Meghan, Duchess of Sussex (with Prince Harry, Duke of Sussex, at Canada House in London, England, 2020), prompted praise from advocacy groups for destigmatizing pregnancy, after she penned a New York Times essay about her miscarriage. Photo:  Daniel LEAL/POOL/AFP/Getty Images


At a time when one in four Canadians will die from cancer and the risk of getting cancer increases as we age, “early detection is so critical to survival,” says Dr. Stuart Edmonds, the executive vice-president of mission, research and advocacy for the Canadian Cancer Society. “We’re fortunate to have therapies that are remarkably effective, but we have to be able to diagnose it early enough to better use those treatments. So, all this awareness is a positive thing.”

Members of the Royal Family are just the latest – although possibly the most powerful – in a long line of celebrities who have opened up about their health challenges in an effort to spare others the same fate. In 2013, Angelina  Jolie famously wrote an opinion piece in the New York Times about her decision to have a preemptive double mastectomy after learning she had a mutation in the BRCA1 gene, which increases the risk for developing breast and ovarian cancers. 

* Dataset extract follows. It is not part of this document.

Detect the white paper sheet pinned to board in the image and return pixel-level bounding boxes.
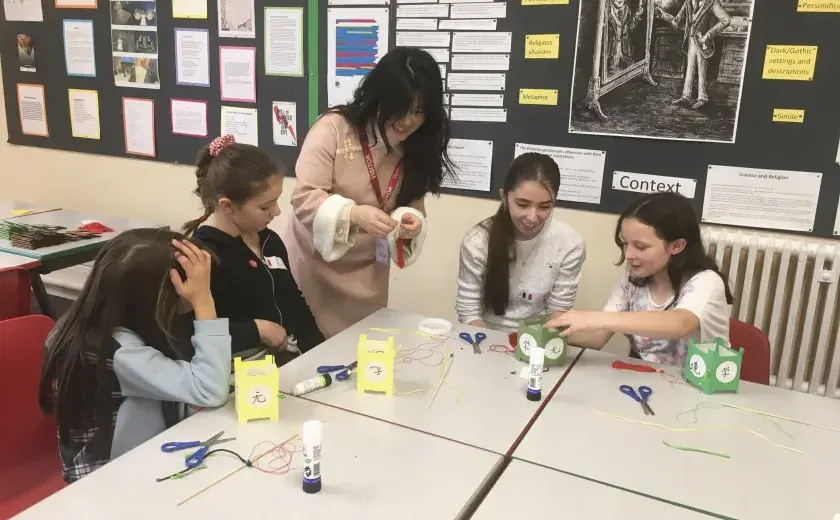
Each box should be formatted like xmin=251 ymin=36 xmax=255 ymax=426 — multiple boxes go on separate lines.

According to “The ‘Angelina Jolie’ Effect,” a 2016 Harvard Medical School article about a study published in the peer-reviewed journal The BMJ, there was a spike in insurance claims for BRCA tests – an estimated 4,500, at a cost of $US3,000 each – in the 15 days following her divulgence. “A celebrity announcement is great when we are worried about underutilization of a preventive test or screening, because it gets more patients into the office,” Dr. Anupam Jena said in the Harvard story. The study showed no corresponding increase in mastectomies, however, leading researchers to conclude “celebrity announcements can reach a broad audience but may not effectively target the population that would benefit most.”   


Angelina Jolie is presented with the Insignia of an Honorary Dame Grand Cross of the Most Distinguished Order of St Michael and St George by Queen Elizabeth II in the 1844 Room, 2014, Buckingham Palace, London. Photo: Anthony Devlin/WPA Pool/Getty Images


As with Jolie, Charles’ cancer diagnosis made headlines around the world, especially in Canada, where his doctors’ orders to postpone public-facing duties meant the King’s first tour here as head of state was put on hold. Edmonds gives “a tremendous amount of credit” to the King and Ferguson for going public. “Even if it prompts one person to get checked out, it’s worthwhile.”

Why does a celebrity disclosure hold more sway than, say, a close friend’s or family member’s diagnosis or those gruesome pictures on a cigarette package? “It’s like people being scared of flying after they see a news story of a plane crash, even though we know statistically plane crashes are rare,” says Ruth Vanstone, a PhD candidate in clinical psychology at York University, who saw cancer patients during a placement at Toronto’s Prince Margaret Hospital. “It’s that shock value that sparks that anxiety to go get checked.” 

As for why Buckingham Palace would keep the King’s type of cancer a secret, Vanstone can only speculate. “It really varies from patient to patient, but given that cancer and the associated treatment can be very debilitating – not to mention certain types, like pancreatic, are more serious – many people do not want to be pitied or feel weak,” she says. “It may be that the palace doesn’t want the public to perceive the monarchy in such a way.”

While any boost in cancer screening is a good thing, Edmonds says it’s particularly welcome now, because most screening programs shut down at the start of the COVID-19 pandemic in 2020. Cancer is diagnosed in stages: Stage 1 means a small localized tumour while stage 4 means it has metastasized, or spread, to another site in the body. Early detection means less aggressive treatments and better survival rates. “A delayed diagnosis can mean a stage shift,” Edmonds says. “So, any further awareness that’s created will help bring people back to that idea of being screened and understanding their risk profile.”